Au sein de la métropole lilloise, ils sont 5 700 étudiants à passer la période de confinement dans un logement social étudiant. Ceux qui peuvent débourser 330 euros habitent les confortables studios de 18 m2 avec douche et coin cuisine dans l’une des élégantes résidences récemment sorties de terre ou tout juste rénovées. Ceux qui ont dû faire le choix d’un loyer plus modeste (162 euros) doivent supporter de vivre 24 heures sur 24 dans les chambres de 9 m2 des vieux bâtiments des résidences Bachelard, Camus et Galois.

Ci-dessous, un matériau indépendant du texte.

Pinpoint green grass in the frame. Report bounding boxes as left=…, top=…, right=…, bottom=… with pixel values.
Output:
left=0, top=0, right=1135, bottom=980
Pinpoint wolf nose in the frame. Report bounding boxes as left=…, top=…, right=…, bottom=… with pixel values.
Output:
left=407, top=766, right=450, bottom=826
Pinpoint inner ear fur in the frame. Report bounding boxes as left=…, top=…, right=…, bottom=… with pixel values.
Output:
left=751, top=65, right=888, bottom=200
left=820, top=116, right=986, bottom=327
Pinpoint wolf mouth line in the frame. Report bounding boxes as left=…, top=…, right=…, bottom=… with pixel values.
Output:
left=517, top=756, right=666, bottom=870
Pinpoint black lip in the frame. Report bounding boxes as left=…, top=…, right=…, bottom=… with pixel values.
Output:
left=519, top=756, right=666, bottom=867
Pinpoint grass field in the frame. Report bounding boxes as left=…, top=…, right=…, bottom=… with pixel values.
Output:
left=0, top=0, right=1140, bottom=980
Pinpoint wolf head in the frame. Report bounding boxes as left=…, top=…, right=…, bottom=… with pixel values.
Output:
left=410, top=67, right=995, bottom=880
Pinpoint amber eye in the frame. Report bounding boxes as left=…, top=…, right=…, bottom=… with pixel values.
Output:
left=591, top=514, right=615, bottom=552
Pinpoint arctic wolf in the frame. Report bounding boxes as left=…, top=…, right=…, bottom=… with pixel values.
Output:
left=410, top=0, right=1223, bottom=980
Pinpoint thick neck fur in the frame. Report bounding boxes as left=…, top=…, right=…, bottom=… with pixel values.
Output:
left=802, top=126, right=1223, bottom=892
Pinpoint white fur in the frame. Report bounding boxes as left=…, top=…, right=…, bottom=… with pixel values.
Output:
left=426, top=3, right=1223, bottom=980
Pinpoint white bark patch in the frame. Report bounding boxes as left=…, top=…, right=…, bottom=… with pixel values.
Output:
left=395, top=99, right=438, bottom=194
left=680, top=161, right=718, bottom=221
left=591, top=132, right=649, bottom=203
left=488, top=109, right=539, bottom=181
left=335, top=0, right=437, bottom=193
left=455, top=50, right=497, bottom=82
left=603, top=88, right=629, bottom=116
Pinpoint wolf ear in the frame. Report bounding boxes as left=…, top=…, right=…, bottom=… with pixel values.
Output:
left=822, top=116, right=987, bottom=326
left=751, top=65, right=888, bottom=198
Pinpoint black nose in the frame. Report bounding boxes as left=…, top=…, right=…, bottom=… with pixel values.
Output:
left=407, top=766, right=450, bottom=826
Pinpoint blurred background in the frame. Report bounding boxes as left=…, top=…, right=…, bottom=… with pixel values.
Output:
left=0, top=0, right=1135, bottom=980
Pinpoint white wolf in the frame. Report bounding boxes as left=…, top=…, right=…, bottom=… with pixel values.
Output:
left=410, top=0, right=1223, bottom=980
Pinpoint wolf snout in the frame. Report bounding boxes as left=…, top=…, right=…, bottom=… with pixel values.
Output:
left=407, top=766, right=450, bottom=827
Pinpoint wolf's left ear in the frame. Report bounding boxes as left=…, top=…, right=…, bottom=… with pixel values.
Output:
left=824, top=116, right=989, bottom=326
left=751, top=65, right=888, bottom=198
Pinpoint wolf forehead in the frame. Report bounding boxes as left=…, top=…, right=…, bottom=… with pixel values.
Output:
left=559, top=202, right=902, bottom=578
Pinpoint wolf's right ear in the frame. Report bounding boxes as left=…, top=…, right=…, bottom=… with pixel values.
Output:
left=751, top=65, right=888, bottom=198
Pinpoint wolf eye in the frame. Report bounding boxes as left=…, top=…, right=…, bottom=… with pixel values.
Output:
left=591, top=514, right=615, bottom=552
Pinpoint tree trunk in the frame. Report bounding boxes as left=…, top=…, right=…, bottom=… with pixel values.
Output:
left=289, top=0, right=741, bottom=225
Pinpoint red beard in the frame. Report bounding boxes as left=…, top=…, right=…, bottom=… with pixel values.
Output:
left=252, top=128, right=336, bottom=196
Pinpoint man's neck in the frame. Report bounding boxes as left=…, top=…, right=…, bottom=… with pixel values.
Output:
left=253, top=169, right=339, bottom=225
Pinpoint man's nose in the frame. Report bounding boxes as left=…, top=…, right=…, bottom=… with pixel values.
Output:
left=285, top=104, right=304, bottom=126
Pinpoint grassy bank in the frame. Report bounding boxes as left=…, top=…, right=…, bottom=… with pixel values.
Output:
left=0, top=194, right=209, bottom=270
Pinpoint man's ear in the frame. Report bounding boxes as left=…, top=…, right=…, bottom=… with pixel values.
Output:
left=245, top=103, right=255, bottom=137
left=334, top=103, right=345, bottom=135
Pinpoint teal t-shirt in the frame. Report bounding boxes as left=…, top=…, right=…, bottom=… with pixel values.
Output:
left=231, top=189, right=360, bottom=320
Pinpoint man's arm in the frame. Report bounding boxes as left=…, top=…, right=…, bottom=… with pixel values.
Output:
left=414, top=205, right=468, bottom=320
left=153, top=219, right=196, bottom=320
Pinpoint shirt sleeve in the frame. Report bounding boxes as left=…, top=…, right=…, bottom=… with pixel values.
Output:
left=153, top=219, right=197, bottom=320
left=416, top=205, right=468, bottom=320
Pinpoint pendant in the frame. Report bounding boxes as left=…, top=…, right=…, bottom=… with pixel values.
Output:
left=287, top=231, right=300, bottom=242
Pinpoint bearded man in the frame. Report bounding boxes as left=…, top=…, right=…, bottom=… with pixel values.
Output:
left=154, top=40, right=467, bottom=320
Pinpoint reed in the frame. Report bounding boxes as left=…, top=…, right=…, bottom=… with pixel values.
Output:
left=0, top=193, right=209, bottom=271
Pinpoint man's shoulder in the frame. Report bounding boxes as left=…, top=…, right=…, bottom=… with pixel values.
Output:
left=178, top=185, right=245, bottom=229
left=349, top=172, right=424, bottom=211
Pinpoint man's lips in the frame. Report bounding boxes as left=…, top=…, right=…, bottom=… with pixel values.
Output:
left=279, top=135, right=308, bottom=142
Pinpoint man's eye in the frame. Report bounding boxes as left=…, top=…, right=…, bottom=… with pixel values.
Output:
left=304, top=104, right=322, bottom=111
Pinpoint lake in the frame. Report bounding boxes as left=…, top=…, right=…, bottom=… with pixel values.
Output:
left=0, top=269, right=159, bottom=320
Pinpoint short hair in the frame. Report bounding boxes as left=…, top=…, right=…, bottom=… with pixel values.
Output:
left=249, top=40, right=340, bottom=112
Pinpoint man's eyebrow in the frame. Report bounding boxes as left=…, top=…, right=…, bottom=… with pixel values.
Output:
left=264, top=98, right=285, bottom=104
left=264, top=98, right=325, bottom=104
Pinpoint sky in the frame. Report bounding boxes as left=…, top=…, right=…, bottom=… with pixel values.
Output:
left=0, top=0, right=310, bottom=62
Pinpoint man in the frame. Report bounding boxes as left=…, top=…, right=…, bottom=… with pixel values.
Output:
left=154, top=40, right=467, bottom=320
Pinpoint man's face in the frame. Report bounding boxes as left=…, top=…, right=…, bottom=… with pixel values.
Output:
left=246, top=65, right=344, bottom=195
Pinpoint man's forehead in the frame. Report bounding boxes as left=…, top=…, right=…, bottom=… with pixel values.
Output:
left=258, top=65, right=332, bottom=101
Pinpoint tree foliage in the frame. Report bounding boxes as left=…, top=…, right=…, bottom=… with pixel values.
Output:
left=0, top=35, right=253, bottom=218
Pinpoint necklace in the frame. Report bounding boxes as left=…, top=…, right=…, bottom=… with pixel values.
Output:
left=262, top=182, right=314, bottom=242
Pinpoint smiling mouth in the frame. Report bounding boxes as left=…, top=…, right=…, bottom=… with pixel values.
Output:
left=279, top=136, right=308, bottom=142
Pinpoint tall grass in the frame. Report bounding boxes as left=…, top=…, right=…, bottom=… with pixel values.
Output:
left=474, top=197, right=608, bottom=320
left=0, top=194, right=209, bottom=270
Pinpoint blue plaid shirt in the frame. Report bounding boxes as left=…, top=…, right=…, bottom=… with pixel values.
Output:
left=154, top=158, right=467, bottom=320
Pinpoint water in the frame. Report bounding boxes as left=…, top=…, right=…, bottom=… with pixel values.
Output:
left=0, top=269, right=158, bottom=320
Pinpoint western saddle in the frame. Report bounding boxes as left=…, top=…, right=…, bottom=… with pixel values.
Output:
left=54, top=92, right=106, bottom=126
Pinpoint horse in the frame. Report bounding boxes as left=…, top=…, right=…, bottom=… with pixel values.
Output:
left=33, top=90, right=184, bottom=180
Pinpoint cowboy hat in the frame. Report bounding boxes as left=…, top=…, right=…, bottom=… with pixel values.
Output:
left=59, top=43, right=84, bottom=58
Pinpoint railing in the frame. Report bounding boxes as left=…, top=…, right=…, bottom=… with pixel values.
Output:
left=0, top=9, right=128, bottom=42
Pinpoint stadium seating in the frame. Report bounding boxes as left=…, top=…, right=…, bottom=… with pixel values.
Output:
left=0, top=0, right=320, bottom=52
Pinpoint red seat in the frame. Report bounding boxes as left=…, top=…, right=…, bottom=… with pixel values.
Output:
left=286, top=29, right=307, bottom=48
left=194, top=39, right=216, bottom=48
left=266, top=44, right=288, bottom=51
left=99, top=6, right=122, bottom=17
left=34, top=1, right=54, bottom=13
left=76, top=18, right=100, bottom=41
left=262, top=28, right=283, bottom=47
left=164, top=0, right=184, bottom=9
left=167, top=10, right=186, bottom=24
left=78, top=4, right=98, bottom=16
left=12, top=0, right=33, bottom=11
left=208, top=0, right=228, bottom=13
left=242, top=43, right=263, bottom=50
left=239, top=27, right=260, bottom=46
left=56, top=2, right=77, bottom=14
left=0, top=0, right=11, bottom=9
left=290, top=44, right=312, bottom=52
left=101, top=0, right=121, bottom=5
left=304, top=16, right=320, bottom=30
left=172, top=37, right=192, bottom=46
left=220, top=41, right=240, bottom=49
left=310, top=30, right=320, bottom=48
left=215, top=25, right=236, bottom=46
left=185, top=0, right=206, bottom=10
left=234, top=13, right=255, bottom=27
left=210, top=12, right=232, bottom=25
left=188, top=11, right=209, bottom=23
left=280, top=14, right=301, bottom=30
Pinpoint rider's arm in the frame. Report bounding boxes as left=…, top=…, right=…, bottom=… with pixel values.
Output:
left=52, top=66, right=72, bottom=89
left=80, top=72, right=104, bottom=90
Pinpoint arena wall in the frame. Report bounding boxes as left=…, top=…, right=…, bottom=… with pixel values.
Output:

« Ce n’est pas cher, admet Fares Gasmi, 26 ans, étudiant en master automatique et systèmes électriques, mais c’est horrible. Quand je suis arrivé, j’ai été choqué de réaliser qu’en France, il est possible de louer des logements dans cet état. » Sur les murs de nombreuses chambres, l’humidité forme une couche de moisissure autour des fenêtres. En ce qui concerne les sanitaires, mixtes et collectifs, nombre d’entre eux sont bouchés, les autres sont sales et la pression de l’eau est insuffisante dans les étages supérieurs. Un bâtiment est quasi dépourvu d’eau chaude, a contrario la chaudière d’un autre tourne à fond malgré la température printanière alors que les têtes thermostatiques des radiateurs sont cassées et la chaleur étouffante.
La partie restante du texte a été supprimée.